The Competition is Tough
You might be thinking this is an “against the grain” article written to stand out among all the positive press the device is getting, but it’s not. The Galaxy S8 has all the chops to be a phenomenal phone and a likely contender for the phone of the year. But that does not change the fact that Samsung could still be doing more to make its devices nearly untouchable, especially when they are asking nearly $100 more than they were last year. That’s ultimately the biggest argument against some of these smaller issues I have with the phone: if I am going to be paying such an absurd sum of money for the Galaxy S8, it really needs to come together in a way that leaves no room for error, no risk and no compromise. This is most likely the most expensive smartphone that we’ll see in 2017 (excluding, perhaps, a Note 8), so it’s not unreasonable to ask for an absolute premium, consistent, thoughtful and thorough package.
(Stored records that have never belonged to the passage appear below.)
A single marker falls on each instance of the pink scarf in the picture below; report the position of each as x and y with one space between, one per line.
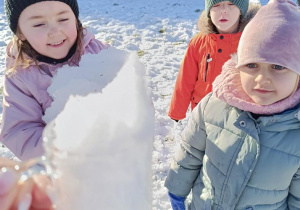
227 87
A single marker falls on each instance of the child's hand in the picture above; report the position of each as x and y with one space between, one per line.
177 202
17 194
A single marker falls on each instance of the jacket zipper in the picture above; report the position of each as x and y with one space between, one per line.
207 57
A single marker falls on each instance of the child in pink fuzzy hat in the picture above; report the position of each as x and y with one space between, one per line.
241 147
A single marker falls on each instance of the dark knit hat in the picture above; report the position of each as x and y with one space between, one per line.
241 4
14 8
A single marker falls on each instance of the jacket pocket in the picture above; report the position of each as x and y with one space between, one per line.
206 66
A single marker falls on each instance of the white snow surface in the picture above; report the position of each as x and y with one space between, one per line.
159 32
103 158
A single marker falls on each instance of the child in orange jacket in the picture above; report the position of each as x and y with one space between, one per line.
220 26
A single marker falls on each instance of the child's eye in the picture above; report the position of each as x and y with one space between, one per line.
278 67
252 65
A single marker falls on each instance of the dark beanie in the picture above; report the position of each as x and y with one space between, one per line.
241 4
13 9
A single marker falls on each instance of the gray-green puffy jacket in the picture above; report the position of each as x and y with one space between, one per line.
231 161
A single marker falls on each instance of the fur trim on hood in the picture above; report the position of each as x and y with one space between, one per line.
228 87
206 26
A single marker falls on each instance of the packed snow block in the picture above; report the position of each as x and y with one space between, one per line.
100 146
94 72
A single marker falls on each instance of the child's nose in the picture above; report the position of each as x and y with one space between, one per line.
53 30
223 8
262 78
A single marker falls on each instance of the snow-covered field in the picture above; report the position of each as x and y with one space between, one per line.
158 31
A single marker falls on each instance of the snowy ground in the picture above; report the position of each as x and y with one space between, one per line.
158 31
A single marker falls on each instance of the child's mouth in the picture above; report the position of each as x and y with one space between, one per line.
57 44
262 91
223 20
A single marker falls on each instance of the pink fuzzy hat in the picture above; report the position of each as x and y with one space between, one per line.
272 36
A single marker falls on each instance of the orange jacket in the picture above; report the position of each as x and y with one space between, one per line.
202 63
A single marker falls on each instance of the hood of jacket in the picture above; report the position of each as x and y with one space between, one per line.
206 26
227 87
11 52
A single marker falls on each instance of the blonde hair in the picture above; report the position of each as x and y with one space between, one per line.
26 55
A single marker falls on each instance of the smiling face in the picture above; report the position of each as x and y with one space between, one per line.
267 83
50 27
225 16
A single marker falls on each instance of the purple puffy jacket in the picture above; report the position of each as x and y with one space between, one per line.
25 99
This is not 2016 anymore. Blackberry is targeting the business professional again with the excellent looking KEYOne, the iPhone is rumored to be getting its first radical redesign in 3 years, Google is making a dent in the market with companies fighting over it, and LG figured out what it did wrong with the G5 and has delivered a compelling package unlike the blunder we saw last year. It’s not just mainstream OEMs look to disrupt Samsung’s targeted market either. OnePlus has demonstrated that you don’t have to spend $700+ for an excellent flagship if you are willing to sacrifice a few features, yet still receive timely updates and support. Huawei is on the ball recently, by finally trimming the fat away from EMUI, delivering stellar devices, and is right on Samsung’s heels in global sales. While we can write articles upon articles about similar nitpicks with any of those devices, Samsung has the largest resource pool, the most experience, and the most to lose. Even the smallest details can be ironed out for future releases, and Samsung has indeed been inching closer to hardware perfection — just a few niggles remain, and as someone who truly enjoys their flagships, I’d love to see them corrected as Samsung is the only one currently situated to offer such pedigree, even if it comes at a premium price.